La volonté politique est toujours difficile à réunir, mais l’Europe a besoin d’une mise à jour de son cadre réglementaire. La question n’est donc plus de savoir si l’Europe doit agir. Elle y a déjà répondu. La véritable question est de savoir si elle saura agir alors que les conditions nécessaires sont enfin réunies.

La France a défendu la réforme avec constance et crédibilité, et le compromis actuel de la TED est précisément l’outil qui permet de la concrétiser. L’Irlande a désormais affiché une ambition claire. Le véritable test consistera à savoir si elle saura conjuguer cette ambition avec l’habileté diplomatique nécessaire pour obtenir enfin un résultat majeur pour l’Europe.

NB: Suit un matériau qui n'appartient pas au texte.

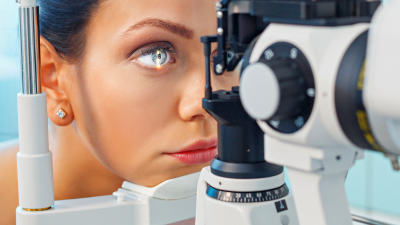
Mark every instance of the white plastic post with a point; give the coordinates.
(35, 168)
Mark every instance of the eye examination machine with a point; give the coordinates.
(318, 86)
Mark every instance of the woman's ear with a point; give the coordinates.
(57, 98)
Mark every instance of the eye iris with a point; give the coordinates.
(159, 57)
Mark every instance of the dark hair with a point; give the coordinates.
(63, 23)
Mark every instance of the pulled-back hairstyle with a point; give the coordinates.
(63, 23)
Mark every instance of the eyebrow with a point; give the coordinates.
(172, 27)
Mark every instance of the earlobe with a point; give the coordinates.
(57, 98)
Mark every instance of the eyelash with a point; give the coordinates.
(150, 50)
(146, 51)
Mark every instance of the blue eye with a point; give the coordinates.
(156, 58)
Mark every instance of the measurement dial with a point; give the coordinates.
(259, 196)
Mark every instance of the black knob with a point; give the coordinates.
(292, 88)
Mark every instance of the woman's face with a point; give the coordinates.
(137, 93)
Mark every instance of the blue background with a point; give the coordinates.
(371, 184)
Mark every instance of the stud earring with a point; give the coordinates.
(61, 114)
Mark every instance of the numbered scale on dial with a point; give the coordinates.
(259, 196)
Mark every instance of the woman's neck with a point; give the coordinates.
(77, 171)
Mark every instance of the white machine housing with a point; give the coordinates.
(169, 202)
(318, 155)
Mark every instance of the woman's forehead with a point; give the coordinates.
(119, 15)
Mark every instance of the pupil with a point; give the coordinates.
(159, 57)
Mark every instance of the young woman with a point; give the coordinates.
(129, 77)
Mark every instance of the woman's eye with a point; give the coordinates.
(156, 58)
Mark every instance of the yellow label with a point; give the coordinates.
(364, 126)
(360, 82)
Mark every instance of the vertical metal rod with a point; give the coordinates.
(208, 89)
(30, 50)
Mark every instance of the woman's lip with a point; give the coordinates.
(194, 157)
(199, 145)
(198, 152)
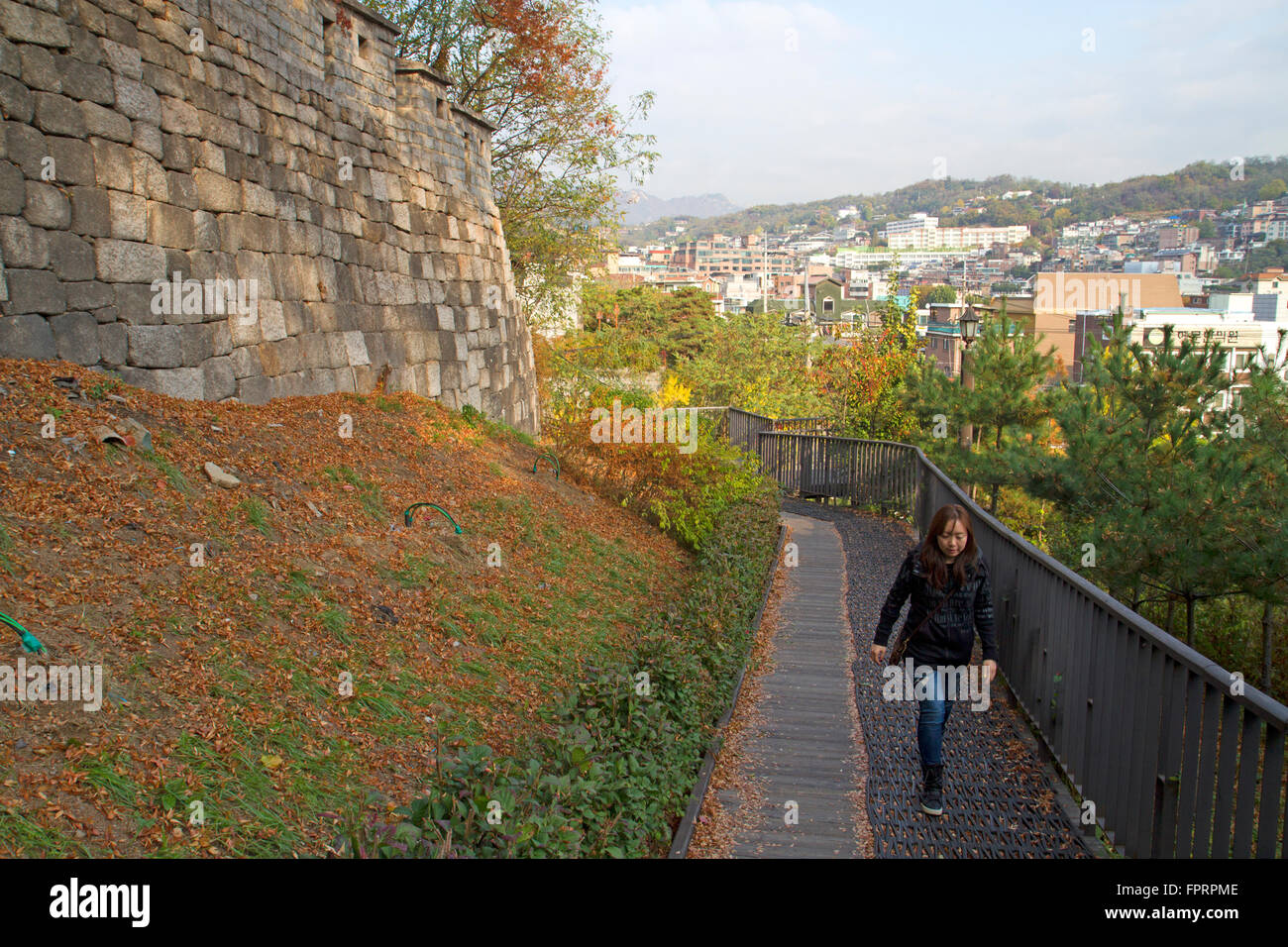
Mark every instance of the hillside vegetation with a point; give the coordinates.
(288, 661)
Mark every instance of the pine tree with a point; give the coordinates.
(1141, 467)
(1008, 372)
(1256, 437)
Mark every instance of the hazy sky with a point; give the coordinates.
(774, 102)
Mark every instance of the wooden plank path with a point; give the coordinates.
(804, 750)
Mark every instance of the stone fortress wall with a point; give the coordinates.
(250, 198)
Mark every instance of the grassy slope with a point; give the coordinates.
(223, 680)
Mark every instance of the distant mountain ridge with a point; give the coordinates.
(1198, 184)
(644, 209)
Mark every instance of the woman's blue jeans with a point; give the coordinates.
(931, 716)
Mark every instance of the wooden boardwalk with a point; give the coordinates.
(804, 749)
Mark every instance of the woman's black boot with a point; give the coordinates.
(932, 791)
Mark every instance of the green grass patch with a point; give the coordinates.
(256, 513)
(172, 474)
(369, 492)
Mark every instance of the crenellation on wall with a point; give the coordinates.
(284, 150)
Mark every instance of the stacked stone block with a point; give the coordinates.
(273, 142)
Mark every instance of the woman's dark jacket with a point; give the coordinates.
(949, 635)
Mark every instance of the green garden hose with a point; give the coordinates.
(29, 641)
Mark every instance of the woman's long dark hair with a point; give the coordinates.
(932, 562)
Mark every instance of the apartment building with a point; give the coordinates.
(725, 256)
(922, 232)
(1057, 299)
(1235, 333)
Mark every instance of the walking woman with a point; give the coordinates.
(947, 578)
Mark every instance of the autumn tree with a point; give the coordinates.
(537, 69)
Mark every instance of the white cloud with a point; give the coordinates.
(841, 105)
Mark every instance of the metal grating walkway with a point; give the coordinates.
(804, 744)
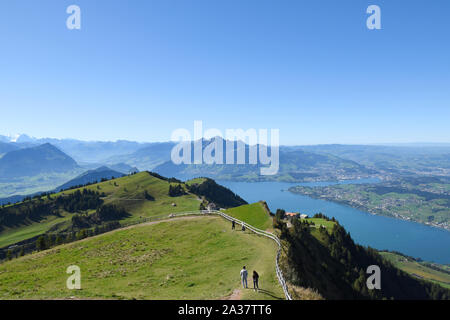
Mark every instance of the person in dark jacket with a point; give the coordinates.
(255, 280)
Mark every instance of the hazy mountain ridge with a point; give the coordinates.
(36, 160)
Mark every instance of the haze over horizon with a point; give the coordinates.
(310, 69)
(13, 138)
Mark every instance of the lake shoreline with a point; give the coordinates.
(369, 211)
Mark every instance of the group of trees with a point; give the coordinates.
(335, 266)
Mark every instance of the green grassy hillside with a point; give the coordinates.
(255, 214)
(190, 258)
(127, 192)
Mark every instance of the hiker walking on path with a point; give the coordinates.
(244, 275)
(255, 280)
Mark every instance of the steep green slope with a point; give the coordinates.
(192, 258)
(255, 214)
(143, 195)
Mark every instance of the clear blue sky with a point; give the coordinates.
(138, 70)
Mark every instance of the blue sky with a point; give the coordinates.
(138, 70)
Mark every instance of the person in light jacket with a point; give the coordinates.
(255, 280)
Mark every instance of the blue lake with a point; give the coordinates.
(413, 239)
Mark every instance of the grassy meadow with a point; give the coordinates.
(190, 258)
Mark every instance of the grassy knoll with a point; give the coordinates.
(418, 269)
(193, 258)
(254, 214)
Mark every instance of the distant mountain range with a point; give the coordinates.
(36, 160)
(91, 176)
(28, 165)
(81, 151)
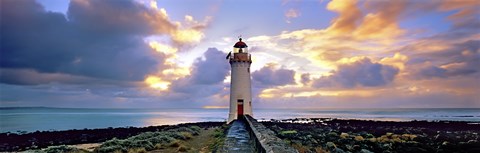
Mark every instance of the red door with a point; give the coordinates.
(240, 107)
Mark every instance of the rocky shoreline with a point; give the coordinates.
(337, 135)
(305, 135)
(41, 139)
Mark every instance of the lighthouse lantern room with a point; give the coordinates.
(240, 87)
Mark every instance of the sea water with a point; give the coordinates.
(43, 118)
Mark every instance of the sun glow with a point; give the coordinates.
(157, 83)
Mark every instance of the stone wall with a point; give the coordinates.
(265, 139)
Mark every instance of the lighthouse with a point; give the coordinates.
(240, 86)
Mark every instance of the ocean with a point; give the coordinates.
(44, 119)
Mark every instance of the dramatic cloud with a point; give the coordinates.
(100, 39)
(362, 73)
(207, 75)
(271, 76)
(85, 45)
(291, 13)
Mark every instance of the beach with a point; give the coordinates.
(304, 134)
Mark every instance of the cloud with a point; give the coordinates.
(349, 16)
(271, 76)
(209, 71)
(97, 39)
(361, 73)
(291, 13)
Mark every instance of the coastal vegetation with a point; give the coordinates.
(339, 136)
(187, 137)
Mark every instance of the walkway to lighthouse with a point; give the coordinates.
(238, 139)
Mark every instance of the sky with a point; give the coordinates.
(306, 53)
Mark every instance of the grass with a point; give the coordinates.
(172, 140)
(180, 139)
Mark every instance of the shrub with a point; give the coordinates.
(62, 148)
(182, 148)
(187, 135)
(137, 150)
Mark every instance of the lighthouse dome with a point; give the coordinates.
(240, 44)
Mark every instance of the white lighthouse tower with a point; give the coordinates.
(240, 87)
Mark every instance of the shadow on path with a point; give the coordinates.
(238, 139)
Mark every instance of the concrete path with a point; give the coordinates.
(238, 139)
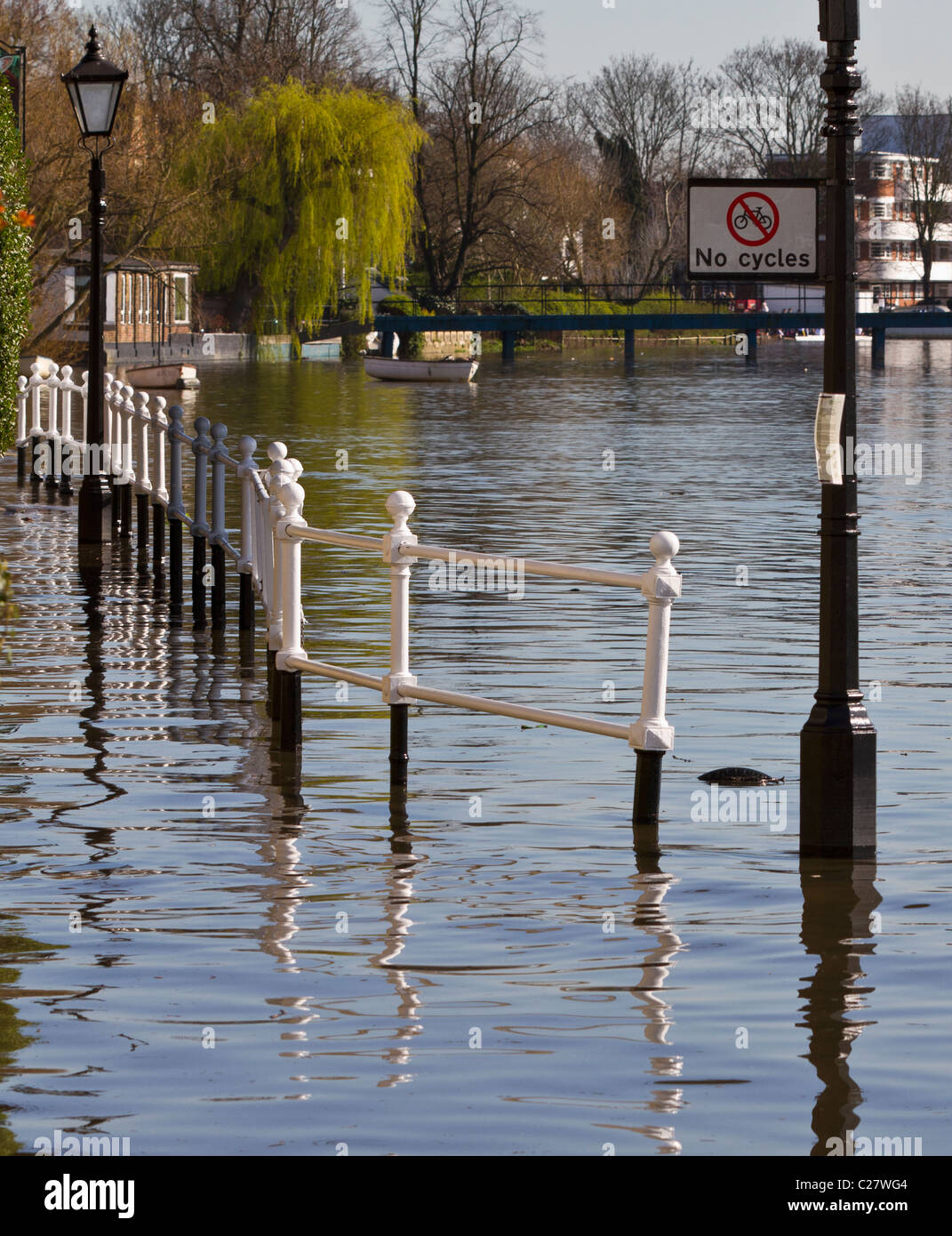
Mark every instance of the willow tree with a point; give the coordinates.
(307, 189)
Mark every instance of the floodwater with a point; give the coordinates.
(208, 956)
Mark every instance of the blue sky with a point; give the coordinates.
(581, 35)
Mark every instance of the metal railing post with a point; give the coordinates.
(126, 475)
(159, 494)
(177, 508)
(68, 443)
(22, 441)
(286, 717)
(248, 516)
(400, 506)
(143, 482)
(218, 455)
(200, 447)
(651, 734)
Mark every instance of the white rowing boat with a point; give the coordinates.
(419, 371)
(161, 377)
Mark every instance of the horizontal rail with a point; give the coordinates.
(555, 570)
(481, 703)
(326, 670)
(329, 538)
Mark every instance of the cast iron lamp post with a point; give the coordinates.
(837, 743)
(94, 88)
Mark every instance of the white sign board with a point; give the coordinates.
(827, 437)
(752, 230)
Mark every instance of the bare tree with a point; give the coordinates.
(924, 126)
(482, 107)
(643, 115)
(226, 48)
(770, 107)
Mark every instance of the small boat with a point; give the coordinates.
(390, 370)
(162, 377)
(819, 336)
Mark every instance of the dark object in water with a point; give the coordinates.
(739, 776)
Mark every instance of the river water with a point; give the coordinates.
(208, 956)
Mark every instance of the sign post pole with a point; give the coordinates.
(837, 743)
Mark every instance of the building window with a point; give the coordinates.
(180, 291)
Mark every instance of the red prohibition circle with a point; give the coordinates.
(752, 222)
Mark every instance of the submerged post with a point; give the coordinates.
(651, 734)
(400, 504)
(837, 743)
(200, 447)
(177, 507)
(286, 717)
(22, 441)
(143, 482)
(159, 494)
(246, 565)
(218, 455)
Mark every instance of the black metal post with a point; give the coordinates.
(197, 582)
(246, 602)
(647, 788)
(837, 743)
(94, 517)
(399, 743)
(158, 536)
(124, 510)
(175, 573)
(142, 523)
(286, 710)
(218, 587)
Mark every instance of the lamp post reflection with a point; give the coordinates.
(840, 899)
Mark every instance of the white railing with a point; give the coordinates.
(650, 734)
(146, 446)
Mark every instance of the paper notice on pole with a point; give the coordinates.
(827, 437)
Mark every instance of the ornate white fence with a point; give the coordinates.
(146, 447)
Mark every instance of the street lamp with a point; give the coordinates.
(94, 88)
(837, 743)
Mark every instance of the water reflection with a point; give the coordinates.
(840, 899)
(399, 874)
(651, 885)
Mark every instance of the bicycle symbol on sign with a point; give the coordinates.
(762, 216)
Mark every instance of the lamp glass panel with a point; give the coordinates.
(99, 105)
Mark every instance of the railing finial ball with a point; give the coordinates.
(292, 498)
(400, 504)
(663, 545)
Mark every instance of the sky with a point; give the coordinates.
(581, 35)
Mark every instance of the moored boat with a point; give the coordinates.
(162, 377)
(390, 370)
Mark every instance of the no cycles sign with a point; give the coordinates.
(752, 230)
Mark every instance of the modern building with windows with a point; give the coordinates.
(888, 260)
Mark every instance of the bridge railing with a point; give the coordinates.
(558, 298)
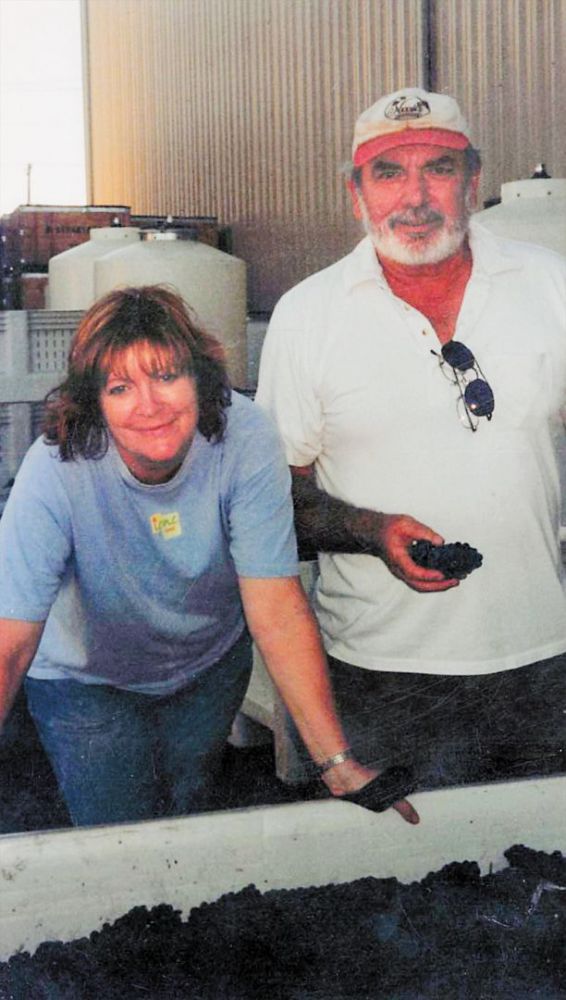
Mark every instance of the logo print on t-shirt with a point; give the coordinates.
(166, 525)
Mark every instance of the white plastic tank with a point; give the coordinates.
(532, 210)
(211, 282)
(71, 273)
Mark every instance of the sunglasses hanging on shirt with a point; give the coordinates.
(475, 394)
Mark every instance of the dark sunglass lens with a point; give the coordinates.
(458, 355)
(478, 397)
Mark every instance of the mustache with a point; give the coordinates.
(415, 217)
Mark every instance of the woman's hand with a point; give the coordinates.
(351, 776)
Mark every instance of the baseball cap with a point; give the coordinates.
(407, 117)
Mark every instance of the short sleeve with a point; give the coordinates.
(259, 508)
(35, 539)
(287, 383)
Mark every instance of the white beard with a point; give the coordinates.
(442, 244)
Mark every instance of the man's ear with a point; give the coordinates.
(472, 191)
(355, 196)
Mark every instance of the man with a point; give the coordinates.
(372, 371)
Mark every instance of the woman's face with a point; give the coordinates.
(151, 412)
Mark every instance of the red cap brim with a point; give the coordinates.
(409, 137)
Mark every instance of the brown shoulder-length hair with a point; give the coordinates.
(154, 315)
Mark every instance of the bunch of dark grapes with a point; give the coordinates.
(455, 559)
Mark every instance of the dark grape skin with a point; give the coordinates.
(454, 559)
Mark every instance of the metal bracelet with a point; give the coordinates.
(337, 758)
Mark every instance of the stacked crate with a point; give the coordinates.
(33, 359)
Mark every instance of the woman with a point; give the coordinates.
(147, 526)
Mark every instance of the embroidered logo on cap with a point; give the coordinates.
(166, 525)
(405, 108)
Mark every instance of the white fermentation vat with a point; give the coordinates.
(211, 282)
(63, 885)
(531, 210)
(71, 273)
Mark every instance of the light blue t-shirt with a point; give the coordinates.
(139, 583)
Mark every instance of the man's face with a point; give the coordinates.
(415, 202)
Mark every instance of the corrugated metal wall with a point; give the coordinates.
(244, 109)
(505, 60)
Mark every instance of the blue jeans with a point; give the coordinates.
(120, 756)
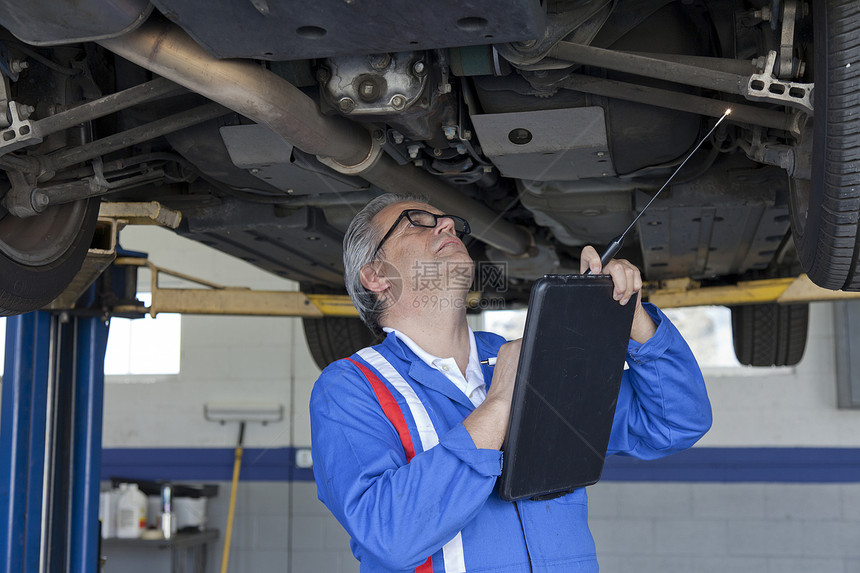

Soutenir ce compromis ne revient pas à renoncer à une vision plus exigeante. C’est au contraire l’aboutissement logique du plaidoyer que la France porte depuis le début.

Le moment est venu. La France et l’Irlande doivent assumer pleinement leur rôle de porte-voix d’une ambition pragmatique capable de conduire l’Europe vers l’accord, le compromis et le progrès.

Alexandre Allegret-Pilot est député UDR de la 5ᵉ circonscription du Gard depuis 2024. Ancien haut fonctionnaire, il siège à l’Assemblée nationale où il est membre de la commission des Finances.